There are a few carb function charts on the web, you should take a look at one. I don't have a URL at the moment.
Carbs must be absolutely clean and should be roughly synced. All intake and exhaust equipment has to be installed. Float levels must be set to spec.
It's sweet if you have a brake dyno and EGA available.
If not, you do plug chops: you need time, an open road with no speed limit or no police, and a few jet sets or enough time to wait for new sets. You start with WOT at mid high RPM: WOT at redline is an unusual condition for a street bike and you will run into carb choking issues with stock carbs... so trying to tune it there generally doesn't work best. Warm up the motor thoroughly then do a high gear roll-on for as long as you can - I think 30 seconds is minimum - without getting into the top 10% of redline rpm. Use the brakes if you need to. Shut off the kill switch, pull in the clutch, and roll to a stop. Pull the plugs and check the insulator color.
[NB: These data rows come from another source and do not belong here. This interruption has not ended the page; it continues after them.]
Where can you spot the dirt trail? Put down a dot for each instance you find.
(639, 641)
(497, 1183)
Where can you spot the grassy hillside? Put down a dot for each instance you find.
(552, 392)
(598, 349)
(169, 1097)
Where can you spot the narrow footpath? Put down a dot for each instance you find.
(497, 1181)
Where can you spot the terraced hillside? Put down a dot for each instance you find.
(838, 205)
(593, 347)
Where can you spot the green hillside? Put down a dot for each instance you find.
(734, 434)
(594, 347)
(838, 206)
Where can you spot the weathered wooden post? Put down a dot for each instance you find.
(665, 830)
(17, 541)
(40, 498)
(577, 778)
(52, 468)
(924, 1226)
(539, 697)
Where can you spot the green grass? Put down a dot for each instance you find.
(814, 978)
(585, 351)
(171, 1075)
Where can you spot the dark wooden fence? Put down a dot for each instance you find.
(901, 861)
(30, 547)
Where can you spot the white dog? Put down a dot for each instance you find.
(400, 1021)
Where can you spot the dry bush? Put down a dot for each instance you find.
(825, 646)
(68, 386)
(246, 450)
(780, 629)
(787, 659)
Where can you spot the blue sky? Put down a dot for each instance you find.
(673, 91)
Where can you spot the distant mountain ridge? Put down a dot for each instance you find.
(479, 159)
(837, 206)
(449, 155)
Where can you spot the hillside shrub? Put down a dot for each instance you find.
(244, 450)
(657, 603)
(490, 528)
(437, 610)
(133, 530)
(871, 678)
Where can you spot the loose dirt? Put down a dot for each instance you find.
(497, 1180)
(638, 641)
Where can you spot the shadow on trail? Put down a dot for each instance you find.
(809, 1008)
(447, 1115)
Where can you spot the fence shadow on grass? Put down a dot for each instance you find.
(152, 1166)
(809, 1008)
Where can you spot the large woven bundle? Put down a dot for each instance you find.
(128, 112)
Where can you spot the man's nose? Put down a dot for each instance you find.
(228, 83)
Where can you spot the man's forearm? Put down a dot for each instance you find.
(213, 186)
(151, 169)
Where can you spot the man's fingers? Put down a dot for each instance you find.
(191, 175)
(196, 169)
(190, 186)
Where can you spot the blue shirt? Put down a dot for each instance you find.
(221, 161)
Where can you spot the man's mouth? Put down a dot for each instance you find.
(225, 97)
First get the mixture at WOT good: light tan plugs or just over adiabatic (slightly rich) on an ega. That is all main jet, so you can only swap the mains until it's right.
Then you mark the throttle at 1/4, 1/2, and 3/4 open. Do a plug chop or dymo/ega run at each. If they are relatively consistent (all lean, ok, or rich) you can shim the needles if needed to get it right. If not, you will need to change (near impossible since these needles aren't stocked in different profiles) or modify the needles. Modifying isn't really hard, you just thin each needle down a bit where they are lean. You can mark where the needle enters the emulsion tube at 1/2 throttle if it's lean there for example, and then thin it down for a few mm below that mark. I use brasso or solvol on a rag with the needle in a drill press, a few seconds squeeze where it's too thick removes a few thou. A micrometer can check actual diameters for matching once you get close.
From 1/4 throttle down things get complicated: the needle, pilot jet, airscrew, and slide cutout are all involved. The cutout is not fun to modify so get the best idle and roll-on you can with what you have unless you are very handy with a milling machine for increasing the cutout... I haven't found a good way to make a smaller cutout. Tuning is easiest with the stock intake system: using pods changes the intake airflow quite a bit - and getting good tuning with pods becomes much more of a chore (there are many experienced members here that will say it is not possible, and it's definitely close to impossible).
Although counter intuitive, it's not unusual to need smaller pilot jets with overbored and better breathing engines... you may also be OK with what you have or need larger. The airscrews on most Keihin street carbs have a limited travel that actually does anything. If you've opened them over 1 3/4 turns or closed them past 3/4 turn you should probably change the pilot jet size and try again.
If you use an EGA, the mixture should be fairly rich at idle and low throttle unless you have accelerator pumps: this helps reduce stumble at low rpms. Setting it close to adiabatic will have it stalling when you try to rev from idle. Accelerator pump carbs don't have this problem as badly but I've found that the idle is better when a bit rich anyway.
You can also adjust float level to change mixture, it affects low rpm/low throttle operation more than high rpm/open throttle. I think this, like cutout mods, is pretty much a last resort.